The All Kerala GST Practitioners Association voiced apprehensions on Wednesday, stating that the recent implementation of Rule 37A in the Goods and Services Tax (GST) framework could have adverse effects on businesses. The rule introduces a significant change in input tax credit (ITC) reversal, potentially burdening buyers with the tax liability if the seller fails to fulfil their tax obligations.
Under Rule 37A, if a supplier is unable to pay taxes on time, the buyer becomes responsible for settling the tax and interest on behalf of the seller. The conventional GST process mandates that the selling entity reports the tax in the GST return as per the issued bill. However, with the new rule, if the supplier only files GSTR 1 without submitting GSTR 3B within the stipulated time frame, the buying firm must pay the ITC shown on the bill along with interest.

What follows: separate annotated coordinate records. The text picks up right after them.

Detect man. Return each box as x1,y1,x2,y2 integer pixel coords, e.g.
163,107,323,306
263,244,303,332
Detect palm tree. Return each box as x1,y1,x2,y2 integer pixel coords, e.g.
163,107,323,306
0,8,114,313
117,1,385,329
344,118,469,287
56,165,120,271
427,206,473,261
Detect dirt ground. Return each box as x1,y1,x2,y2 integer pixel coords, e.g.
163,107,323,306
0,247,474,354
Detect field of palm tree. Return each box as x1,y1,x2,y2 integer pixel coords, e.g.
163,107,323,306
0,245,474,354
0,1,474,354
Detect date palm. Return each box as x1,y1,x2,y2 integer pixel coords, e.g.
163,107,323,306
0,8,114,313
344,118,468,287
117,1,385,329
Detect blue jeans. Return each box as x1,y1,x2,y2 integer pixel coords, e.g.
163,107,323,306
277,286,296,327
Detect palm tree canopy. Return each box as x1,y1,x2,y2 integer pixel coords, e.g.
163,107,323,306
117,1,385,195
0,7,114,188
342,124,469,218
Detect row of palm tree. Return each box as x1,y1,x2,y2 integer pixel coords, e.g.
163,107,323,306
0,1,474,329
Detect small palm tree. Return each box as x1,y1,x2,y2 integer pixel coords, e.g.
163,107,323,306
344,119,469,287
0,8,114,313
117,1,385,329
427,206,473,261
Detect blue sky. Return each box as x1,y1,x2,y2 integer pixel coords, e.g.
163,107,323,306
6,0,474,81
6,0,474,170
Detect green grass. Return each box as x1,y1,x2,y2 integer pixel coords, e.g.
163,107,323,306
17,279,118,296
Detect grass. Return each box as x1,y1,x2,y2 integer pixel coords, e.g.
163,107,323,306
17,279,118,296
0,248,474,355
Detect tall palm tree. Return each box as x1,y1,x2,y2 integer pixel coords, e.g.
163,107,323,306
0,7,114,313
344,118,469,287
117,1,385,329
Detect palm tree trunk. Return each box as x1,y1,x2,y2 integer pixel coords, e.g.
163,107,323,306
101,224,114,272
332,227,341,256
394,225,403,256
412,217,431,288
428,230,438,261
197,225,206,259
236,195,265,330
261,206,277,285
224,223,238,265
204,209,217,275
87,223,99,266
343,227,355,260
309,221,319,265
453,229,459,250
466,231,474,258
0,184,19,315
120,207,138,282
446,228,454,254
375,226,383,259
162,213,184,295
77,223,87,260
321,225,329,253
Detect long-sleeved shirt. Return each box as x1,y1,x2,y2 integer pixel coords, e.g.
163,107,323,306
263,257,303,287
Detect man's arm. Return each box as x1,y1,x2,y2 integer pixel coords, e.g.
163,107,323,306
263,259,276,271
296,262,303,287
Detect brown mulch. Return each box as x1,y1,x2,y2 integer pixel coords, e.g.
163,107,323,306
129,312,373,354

GST practitioners, such as Santosh Jacob, express concerns about the potential double burden on buyers, emphasising the need for stringent provisions to transfer tax responsibility from the seller to the buyer. Rule 37A sets a deadline for addressing issues in the tax returns of the financial year 2022-23 by November 30, 2023, to avoid ITC reversal.
The business community remains watchful as this new rule unfolds, mindful of its potential implications on tax liabilities and operational complexities.